Phase 2: Do the 600th Avenue interchange and service roads and close the Airport Road intersection when complete ($13.5 million)

Phase 3: Put an interchange at the bridge that will be between S-14 and Sixth Street, then close the current Sixth Street corner when it is complete ($6.8 million)

The total cost of all three phases would be $28.4 million. The plan that the city rejected, after public outcry against it, was estimated at $15.5 million, with the city of Nevada’s portion being $1.5 million, which it had saved over a number of years from federal highway monies that come to the city annually.

Councilman Ray Schwichtenberg said he foresees the city being asked to put at least $5-6 million in as these three phases eventually move forward.

Hansen said in her report that the Iowa DOT staff had agreed that since the environmental study had already been completed in the S-14 area, the proposed phase 1 above could move forward easily with a commitment of $2.5 million or more from the city. “Scott thought it could be done without asking for funding from the Iowa DOT Commission. Now, the Iowa DOT needs a proposal from the city — an approved plan made by resolution, including committed funding,” she wrote. She added, “The council members on the Highway 30 task force (Brett Barker and Brian Hanson) were asked how they would like to move forward, and it was suggested to conduct a work session with the task force (and City Council) for discussion on final concept. As soon as we get a response from the Union Pacific Railroad, we will try to coordinate calendars to schedule a joint work session with the U.S. 30 task force.” Hansen advised council and the task force to watch for a joint work session scheduled in late June.

Council member Jim Walker asked, if the city agrees to phase 1, putting the bridge over Highway 30 and closing off S-14, does that commit them automatically to phases 2 and 3? Hansen said it would not commit the city to the other two phases.

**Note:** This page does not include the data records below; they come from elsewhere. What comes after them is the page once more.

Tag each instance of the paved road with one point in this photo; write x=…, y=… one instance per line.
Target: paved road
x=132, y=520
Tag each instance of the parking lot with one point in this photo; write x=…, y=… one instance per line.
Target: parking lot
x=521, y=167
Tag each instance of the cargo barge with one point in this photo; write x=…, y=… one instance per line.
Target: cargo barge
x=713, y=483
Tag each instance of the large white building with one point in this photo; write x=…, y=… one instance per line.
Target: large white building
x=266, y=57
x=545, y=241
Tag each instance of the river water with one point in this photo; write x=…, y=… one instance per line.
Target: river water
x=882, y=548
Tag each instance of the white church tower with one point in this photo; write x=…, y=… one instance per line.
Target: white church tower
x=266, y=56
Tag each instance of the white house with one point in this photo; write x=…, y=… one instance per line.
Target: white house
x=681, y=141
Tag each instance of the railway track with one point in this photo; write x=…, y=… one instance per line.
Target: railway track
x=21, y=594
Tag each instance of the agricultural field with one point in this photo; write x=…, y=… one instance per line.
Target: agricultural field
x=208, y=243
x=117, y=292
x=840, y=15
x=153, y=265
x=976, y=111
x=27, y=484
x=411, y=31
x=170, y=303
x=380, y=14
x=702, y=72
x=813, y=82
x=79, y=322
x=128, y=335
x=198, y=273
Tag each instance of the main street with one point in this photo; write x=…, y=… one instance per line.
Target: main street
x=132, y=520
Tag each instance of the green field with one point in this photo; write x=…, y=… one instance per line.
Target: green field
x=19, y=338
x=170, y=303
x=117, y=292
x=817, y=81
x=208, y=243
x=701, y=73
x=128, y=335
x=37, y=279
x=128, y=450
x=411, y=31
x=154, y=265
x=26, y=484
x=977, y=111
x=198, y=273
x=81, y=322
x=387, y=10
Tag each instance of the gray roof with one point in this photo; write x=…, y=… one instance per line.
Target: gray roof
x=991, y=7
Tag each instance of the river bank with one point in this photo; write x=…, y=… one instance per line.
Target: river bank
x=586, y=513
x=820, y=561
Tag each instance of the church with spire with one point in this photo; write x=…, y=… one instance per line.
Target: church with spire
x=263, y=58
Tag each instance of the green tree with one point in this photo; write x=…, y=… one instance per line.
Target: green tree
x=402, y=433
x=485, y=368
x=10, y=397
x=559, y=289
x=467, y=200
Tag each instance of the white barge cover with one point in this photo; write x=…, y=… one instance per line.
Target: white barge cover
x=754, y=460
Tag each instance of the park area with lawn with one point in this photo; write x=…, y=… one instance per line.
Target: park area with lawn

Each phase will need its own approval.

In other business, the council:

n heard from Councilman Brett Barker that the Rec Center Task Force had received four bids from architectural firms who are qualified to do community wellness/recreation centers. Of the four, they narrowed it down to two — one from Marshalltown and one from Des Moines — that appear to meet the Rec Center Task Force’s requirements. These firms will be able to do a needs assessment study, talk to various stakeholders, look into funding resources and sustainability and collect citizen input, among other things. Barker said the task force wants City Administrator Elizabeth Hansen and Story County Medical Center CEO Nathan Thompson to sit in on the next meeting in a couple weeks.

n approved a second mosquito fogger purchase for the Nevada Parks and Recreation Department, and also approved a John Deere wide area mower for the department. The mower was on the department’s four-year replacement plan, and was up for replacement this year.